Correlation Between First Trust and Hartford Multifactor
Can any of the company-specific risk be diversified away by investing in both First Trust and Hartford Multifactor at the same time? Although using a correlation coefficient on its own may not help to predict future stock returns, this module helps to understand the diversifiable risk of combining First Trust and Hartford Multifactor into the same portfolio, which is an essential part of the fundamental portfolio management process.
By analyzing existing cross correlation between First Trust RiverFront and Hartford Multifactor Equity, you can compare the effects of market volatilities on First Trust and Hartford Multifactor and check how they will diversify away market risk if combined in the same portfolio for a given time horizon. You can also utilize pair trading strategies of matching a long position in First Trust with a short position of Hartford Multifactor. Check out your portfolio center. Please also check ongoing floating volatility patterns of First Trust and Hartford Multifactor.
Diversification Opportunities for First Trust and Hartford Multifactor
-0.35 | Correlation Coefficient |
Very good diversification
The 3 months correlation between First and Hartford is -0.35. Overlapping area represents the amount of risk that can be diversified away by holding First Trust RiverFront and Hartford Multifactor Equity in the same portfolio, assuming nothing else is changed. The correlation between historical prices or returns on Hartford Multifactor and First Trust is a relative statistical measure of the degree to which these equity instruments tend to move together. The correlation coefficient measures the extent to which returns on First Trust RiverFront are associated (or correlated) with Hartford Multifactor. Values of the correlation coefficient range from -1 to +1, where. The correlation of zero (0) is possible when the price movement of Hartford Multifactor has no effect on the direction of First Trust i.e., First Trust and Hartford Multifactor go up and down completely randomly.

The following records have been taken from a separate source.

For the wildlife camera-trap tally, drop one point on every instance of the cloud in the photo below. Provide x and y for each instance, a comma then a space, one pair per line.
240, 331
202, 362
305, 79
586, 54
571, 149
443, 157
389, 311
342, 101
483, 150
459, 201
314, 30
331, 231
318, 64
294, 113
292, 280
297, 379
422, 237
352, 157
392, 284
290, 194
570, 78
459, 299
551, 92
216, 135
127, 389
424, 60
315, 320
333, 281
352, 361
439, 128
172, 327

Pair Corralation between First Trust and Hartford Multifactor
Given the investment horizon of 90 days First Trust is expected to generate 4.72 times less return on investment than Hartford Multifactor. In addition to that, First Trust is 1.5 times more volatile than Hartford Multifactor Equity. It trades about 0.02 of its total potential returns per unit of risk. Hartford Multifactor Equity is currently generating about 0.12 per unit of volatility. If you would invest 5,063 in Hartford Multifactor Equity on September 13, 2024 and sell it today you would earn a total of 253.00 from holding Hartford Multifactor Equity or generate 5.0% return on investment over 90 days.
Time Period | 3 Months [change] |
Direction | Moves Against |
Strength | Insignificant |
Accuracy | 100.0% |
Values | Daily Returns |
First Trust RiverFront vs. Hartford Multifactor Equity
Performance |
Timeline |
First Trust RiverFront |
Hartford Multifactor |
First Trust and Hartford Multifactor Volatility Contrast
Predicted Return Density |
Returns |
Pair Trading with First Trust and Hartford Multifactor
The main advantage of trading using opposite First Trust and Hartford Multifactor positions is that it hedges away some unsystematic risk. Because of two separate transactions, even if First Trust position performs unexpectedly, Hartford Multifactor can make up some of the losses. Pair trading also minimizes risk from directional movements in the market. For example, if an entire industry or sector drops because of unexpected headlines, the short position in Hartford Multifactor will offset losses from the drop in Hartford Multifactor's long position.First Trust vs. First Trust RiverFront | First Trust vs. First Trust RiverFront | First Trust vs. First Trust Emerging | First Trust vs. First Trust Emerging |
Hartford Multifactor vs. Hartford Multifactor Emerging | Hartford Multifactor vs. Hartford Multifactor Developed | Hartford Multifactor vs. iShares Equity Factor | Hartford Multifactor vs. SPDR MSCI USA |
Check out your portfolio center.Note that this page's information should be used as a complementary analysis to find the right mix of equity instruments to add to your existing portfolios or create a brand new portfolio. You can also try the Earnings Calls module to check upcoming earnings announcements updated hourly across public exchanges.